Major finding: Lumbar spine BMD decreased significantly by 2.1 ± 0.9% (mean ± standard of the mean), 4.3 ± 1.1%, and 3.0 ± 1.1% at 6 months after ZOL and by 4.8 ± 0.7%, 4.1 ± 1.1%, and 4.7 ± 1.2% at 12 months after ZOL in patients who received ZOL at 6 months (n=20), 9 months (n=20) after the last denosumab injection, and when bone turnover had increased (n=21), respectively (P less than .02; no between-group differences).
Study details: The data come from a 2-year randomized, open-label, interventional study of 61 patients with osteopenia who discontinued denosumab after 4.6 ± 1.6 years.
Disclosures: The authors disclosed financial support from Amgen, The Danish Osteoporosis Society, P. Carl Petersen’s Foundation, Torkil Steenbeck’s Foundation, Vilhelm Pedersen and wife’s Foundation, and Aarhus University during the conduct of the study.
“Because denosumab discontinuation has been associated with loss of gains in bone mineral density and increased risk of vertebral fracture, administration of an alternative therapy upon denosumab discontinuation has been recommended. However, the choice of medication and the exact timing of its administration has not been defined. This open-label, randomized interventional included 61 patients with osteopenia who discontinued denosumab after 4.6 ± 1.6 years. Zoledronate was administered either at 6 months or 9 months after the last denosumab injection or when bone turnover, measured using p-carboxy-terminal collagen cross-links (p-CTX) increased.

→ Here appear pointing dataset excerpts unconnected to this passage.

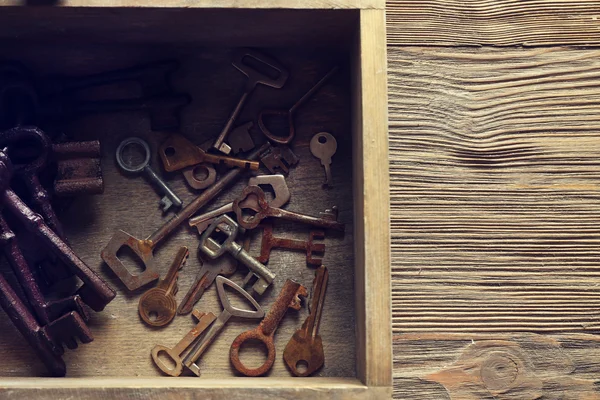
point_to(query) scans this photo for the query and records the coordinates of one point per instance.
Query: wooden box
(104, 34)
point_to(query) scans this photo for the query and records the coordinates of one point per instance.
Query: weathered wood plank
(493, 22)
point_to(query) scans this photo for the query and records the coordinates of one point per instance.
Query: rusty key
(290, 113)
(228, 311)
(306, 346)
(252, 221)
(157, 306)
(143, 248)
(176, 353)
(289, 297)
(177, 152)
(254, 78)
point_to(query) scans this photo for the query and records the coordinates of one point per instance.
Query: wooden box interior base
(74, 42)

At 6 and 12 months post zoledronate, the lumbar spine BMD decreased significantly in all three groups. Thus, one infusion of zoledronate was not sufficient to maintain suppression of p-CTX and completely prevent bone loss in any group. Compared to the other 2 groups, in the group who received zoledronate 6 months after denosumab, initial rapid bone loss was avoided, but eventually p-CTX increased. Further studies are needed to determine whether a second dose of zoledronate administered at 3-6 months interval may mitigate bone loss after denosumab discontinuation.”
Maria I. Danila, MD, MSc, MSPH
University of Alabama at Birmingham
Sølling AS et al. J Bone Miner Res. 2020 May 27. doi: 10.1002/jbmr.4098.